Former Irish fencer Gerek Meinhardt and current Irish fencer Nick Itkin were both part of the U.S. squad that captured the bronze medal in the men’s team foil event at the Tokyo Olympics on Sunday. This was the second straight bronze for Meinhardt and teammates Alexander Massialas and Race Imboden, all of whom competed in the team foil event in the 2016 Olympics in Rio de Janeiro. But for Itkin, a rising senior at Notre Dame, the Tokyo Games served as an Olympic debut.
The team began its day with a quarterfinal victory over a German team that included five-time Senior World Champion Peter Joppich and a 2008 Olympic gold medalist Benjamin Kleibrink. After falling to the Russian Olympic Committee in the semi-finals, Team USA rebounded against Japan to claim the bronze, just the second medal for the country in the team foil event since 1932.
Competing in his fourth Olympics, Meinhardt became the youngest-ever Olympian in fencing when he competed as a 17-year-old in Beijing in 2008. He also etched his name in the collegiate history books with the Irish, winning NCAA championships as a sophomore in 2010 and a graduate student in 2014. He was a four-time first team All-American with the Irish and became the first-ever collegiate fencer to reach No. 1 in the world rankings in 2014. Meinhardt graduated from Notre Dame with an MBA in 2015 and is married to, another former Irish fencer who became the first American woman to win gold in an individual foil event last Sunday.

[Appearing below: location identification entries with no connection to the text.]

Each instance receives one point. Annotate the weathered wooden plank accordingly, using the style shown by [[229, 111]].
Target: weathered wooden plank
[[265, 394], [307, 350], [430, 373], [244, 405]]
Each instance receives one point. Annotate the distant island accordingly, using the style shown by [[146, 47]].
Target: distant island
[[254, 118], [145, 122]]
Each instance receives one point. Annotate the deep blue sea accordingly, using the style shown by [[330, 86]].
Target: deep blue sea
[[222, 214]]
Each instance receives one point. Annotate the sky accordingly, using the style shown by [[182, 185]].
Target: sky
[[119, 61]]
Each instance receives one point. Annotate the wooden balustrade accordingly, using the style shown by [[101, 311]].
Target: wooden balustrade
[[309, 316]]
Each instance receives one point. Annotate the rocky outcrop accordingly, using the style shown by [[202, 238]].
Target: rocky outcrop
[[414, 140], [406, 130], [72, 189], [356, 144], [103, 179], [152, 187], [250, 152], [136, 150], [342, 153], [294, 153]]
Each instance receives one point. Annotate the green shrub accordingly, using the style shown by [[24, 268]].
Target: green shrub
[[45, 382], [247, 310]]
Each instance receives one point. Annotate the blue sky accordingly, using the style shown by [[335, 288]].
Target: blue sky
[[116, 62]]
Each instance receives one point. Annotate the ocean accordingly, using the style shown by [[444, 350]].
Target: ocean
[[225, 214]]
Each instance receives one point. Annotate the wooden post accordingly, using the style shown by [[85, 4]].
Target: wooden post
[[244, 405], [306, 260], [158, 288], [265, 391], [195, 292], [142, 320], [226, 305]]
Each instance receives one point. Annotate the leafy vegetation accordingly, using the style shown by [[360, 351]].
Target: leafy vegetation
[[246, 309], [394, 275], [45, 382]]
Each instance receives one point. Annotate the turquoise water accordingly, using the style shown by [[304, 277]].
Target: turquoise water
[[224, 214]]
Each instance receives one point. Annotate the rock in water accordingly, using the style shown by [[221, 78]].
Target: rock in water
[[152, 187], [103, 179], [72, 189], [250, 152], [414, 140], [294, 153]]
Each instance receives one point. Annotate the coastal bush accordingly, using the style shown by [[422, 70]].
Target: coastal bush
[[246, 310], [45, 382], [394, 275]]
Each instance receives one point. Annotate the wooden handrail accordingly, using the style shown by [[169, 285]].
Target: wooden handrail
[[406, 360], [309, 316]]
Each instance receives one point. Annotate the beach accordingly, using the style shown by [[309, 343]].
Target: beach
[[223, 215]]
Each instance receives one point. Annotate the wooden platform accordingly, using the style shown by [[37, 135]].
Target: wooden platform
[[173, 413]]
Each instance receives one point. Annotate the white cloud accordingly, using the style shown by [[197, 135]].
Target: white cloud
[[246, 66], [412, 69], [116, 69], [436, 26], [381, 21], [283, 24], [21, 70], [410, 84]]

Itkin is competing in his first Olympics and has been impressive in his first two collegiate campaigns, winning back-to-back NCAA individual foil championships in 2018 and 2019. He is the second Irish men’s fencer to win consecutive national championships in program history, joining Mike Sullivan who won in 1977 and 1978. In August 2019, he competed for the U.S. men’s foil team that won gold at the Pan American Games in Lima, Peru.